Die Sitze bieten guten Seitenhalt, Platz ist vorne reichlich - das Fassungsvermögen des Kofferraums von 245 Liter liegt immerhin knapp unter dem des seinerzeitigen Golf Cabrios. Wer allerdings bei offenem Verdeck den Kofferraum auch tatsächlich beladen kann - der hat sich für die Aufnahme in die Zauberschule qualifiziert. Die Bedienung ist einfach und sinnvoll, die Materialien wirken so edel, wie man für den Preis auch erwarten kann. Oben ist das Armaturenbrett in der matten Außenfarbe lackiert. Gleiches gilt für Elemente wie das Zentraldisplay. Die Zierleisten der Lenkradspeichen und die Umrandungen des Kombiinstruments sind im Karbon-Look, das Armaturenbrett selbst trägt einen breiten Streifen in sportlichem Rot.

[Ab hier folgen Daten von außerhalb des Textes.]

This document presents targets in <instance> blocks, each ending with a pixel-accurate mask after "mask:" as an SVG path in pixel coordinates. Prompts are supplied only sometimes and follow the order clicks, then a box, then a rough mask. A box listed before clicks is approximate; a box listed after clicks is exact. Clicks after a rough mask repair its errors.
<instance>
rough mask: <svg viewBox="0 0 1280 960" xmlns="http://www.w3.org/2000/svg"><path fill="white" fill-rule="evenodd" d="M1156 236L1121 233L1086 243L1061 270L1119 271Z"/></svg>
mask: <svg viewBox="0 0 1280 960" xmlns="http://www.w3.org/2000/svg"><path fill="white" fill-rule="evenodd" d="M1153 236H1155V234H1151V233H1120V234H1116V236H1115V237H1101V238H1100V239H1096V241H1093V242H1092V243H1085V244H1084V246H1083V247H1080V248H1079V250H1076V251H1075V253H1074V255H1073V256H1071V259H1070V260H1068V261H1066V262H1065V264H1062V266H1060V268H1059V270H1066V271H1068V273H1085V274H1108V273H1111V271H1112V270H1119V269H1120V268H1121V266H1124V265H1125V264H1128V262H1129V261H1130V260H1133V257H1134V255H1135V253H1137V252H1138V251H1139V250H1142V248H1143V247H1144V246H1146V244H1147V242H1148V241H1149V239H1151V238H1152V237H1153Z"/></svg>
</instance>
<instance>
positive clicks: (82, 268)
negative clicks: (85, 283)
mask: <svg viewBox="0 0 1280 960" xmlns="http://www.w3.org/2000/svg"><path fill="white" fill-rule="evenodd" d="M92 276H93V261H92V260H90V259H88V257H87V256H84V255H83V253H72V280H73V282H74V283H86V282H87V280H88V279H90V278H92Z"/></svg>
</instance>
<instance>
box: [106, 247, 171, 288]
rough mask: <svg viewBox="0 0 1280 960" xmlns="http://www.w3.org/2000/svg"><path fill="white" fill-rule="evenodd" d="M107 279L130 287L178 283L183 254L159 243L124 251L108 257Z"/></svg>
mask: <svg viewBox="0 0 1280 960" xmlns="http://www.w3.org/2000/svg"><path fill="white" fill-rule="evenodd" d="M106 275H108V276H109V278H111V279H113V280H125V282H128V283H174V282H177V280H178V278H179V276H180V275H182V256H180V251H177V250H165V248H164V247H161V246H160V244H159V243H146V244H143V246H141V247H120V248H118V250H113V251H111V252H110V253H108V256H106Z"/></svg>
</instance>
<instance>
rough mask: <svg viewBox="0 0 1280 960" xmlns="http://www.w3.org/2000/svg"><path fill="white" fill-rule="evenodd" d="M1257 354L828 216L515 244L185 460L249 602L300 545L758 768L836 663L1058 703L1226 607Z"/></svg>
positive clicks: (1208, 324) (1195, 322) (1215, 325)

Doch der Fahrspaß mit dem normalen Citroen DS3 ist – offen wie geschlossen – der gleiche. Preislich ist der französische Spaßmacher eine echte Versuchung. Mit rund 120.000 Kilometern gelaufen kostet er gut ausgestattet aus dem Jahre 2011 / 2012 kaum mehr als 6.000 Euro. Viele vergucken sich auch in die Variante mit schwarzem Lack, orangefarbenem Dach und exklusiver Ausstattung und selbst dann liegen 10.000 Euro in weiter Ferne. Ein fairer Preis für einen echten Spaßmacher mit französischem Charme und echten Motorsportgenen.